東京~宮城の往復944キロドライブ旅行レポート・後編

2023年6月にスバルのBEV(バッテリーEV=電気自動車)、「ソルテラET-HS」が納車されたばかりの筆者。9月16~17日にスーパーGT第6戦が行われた宮城県のスポーツランドSUGOでの取材のため、ソルテラで東京から東北までドライブをしたレポート前編に引き続いて、今回は仙台市内での宿泊から松島を見物し、ふたたび東京に戻るまでを包み隠さずレポートする。

【実録】スバルのEV「ソルテラ」オーナーが長旅レポート! 東京~宮城間343キロで充電は何回必要だった?《往路編》

杜の都・仙台の中心部は意外と充電スポットが少ない!?

行きに東北自動車道をひた走り、途中で高速を降りてより出力の高い充電器で充電。金曜日の昼すぎにスポーツランドSUGOに到着し各種取材を行う。ちなみに金曜から日曜朝までは仙台市内に宿泊した。

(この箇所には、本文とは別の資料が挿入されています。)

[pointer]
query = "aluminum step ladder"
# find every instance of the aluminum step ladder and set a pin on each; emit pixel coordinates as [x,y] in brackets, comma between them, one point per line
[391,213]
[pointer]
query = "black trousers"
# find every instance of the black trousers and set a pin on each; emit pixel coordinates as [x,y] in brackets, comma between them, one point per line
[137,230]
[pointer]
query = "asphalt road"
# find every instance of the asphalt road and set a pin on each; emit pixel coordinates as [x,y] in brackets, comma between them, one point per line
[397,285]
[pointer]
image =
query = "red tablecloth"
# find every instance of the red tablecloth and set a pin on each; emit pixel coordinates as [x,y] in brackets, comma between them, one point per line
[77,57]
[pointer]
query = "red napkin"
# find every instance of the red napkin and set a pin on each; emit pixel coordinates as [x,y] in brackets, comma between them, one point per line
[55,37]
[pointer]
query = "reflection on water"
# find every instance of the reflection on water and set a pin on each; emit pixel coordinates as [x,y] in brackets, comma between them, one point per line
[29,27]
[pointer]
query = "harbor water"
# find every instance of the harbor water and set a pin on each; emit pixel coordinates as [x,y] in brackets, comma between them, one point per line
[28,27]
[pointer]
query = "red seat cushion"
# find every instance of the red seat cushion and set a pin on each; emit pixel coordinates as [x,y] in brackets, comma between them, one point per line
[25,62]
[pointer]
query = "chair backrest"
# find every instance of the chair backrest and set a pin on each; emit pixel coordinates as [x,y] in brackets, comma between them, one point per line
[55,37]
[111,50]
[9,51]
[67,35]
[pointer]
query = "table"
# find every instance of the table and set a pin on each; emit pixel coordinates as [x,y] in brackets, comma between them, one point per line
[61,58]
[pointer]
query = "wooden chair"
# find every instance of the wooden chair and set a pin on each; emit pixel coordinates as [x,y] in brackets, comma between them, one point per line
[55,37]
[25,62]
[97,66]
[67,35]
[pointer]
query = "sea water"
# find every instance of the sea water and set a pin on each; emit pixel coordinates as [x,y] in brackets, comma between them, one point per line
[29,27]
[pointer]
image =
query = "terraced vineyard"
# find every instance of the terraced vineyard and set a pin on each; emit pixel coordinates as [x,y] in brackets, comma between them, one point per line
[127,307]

BEVの用語としてよく出てくるのが「経路充電」と「目的地充電」。経路充電は道すがら充電を行うこと。目的地充電は目的地に着いたら充電を行うことだ。経路充電は目的地に向かう途中なので急速充電で済まし、目的地充電は普通充電で宿泊中にゆっくり充電を行う。というのが一般的な使い方だろう。

仙台市内で充電できるところを探したが意外に無い。アプリを見るとコインパーキングに急速充電器があるらしいが、宿泊地と離れていることもあり今回は探さなかった。ホテルに普通充電が用意されているところもほとんど無いようだ。というのも仙台市内のホテルでは駐車場を完備しているところが少なく、提携駐車場へ止めるパターンが多い。今回宿泊したホテルもそのパターンだった。

白石市のヨークベニマルにてたっぷり充電したことあり、スポーツランドSUGOと仙台市内の2往復は何も問題なく走行できるだけの充電はできていることもあり、今回は仙台市内で充電することは諦めた。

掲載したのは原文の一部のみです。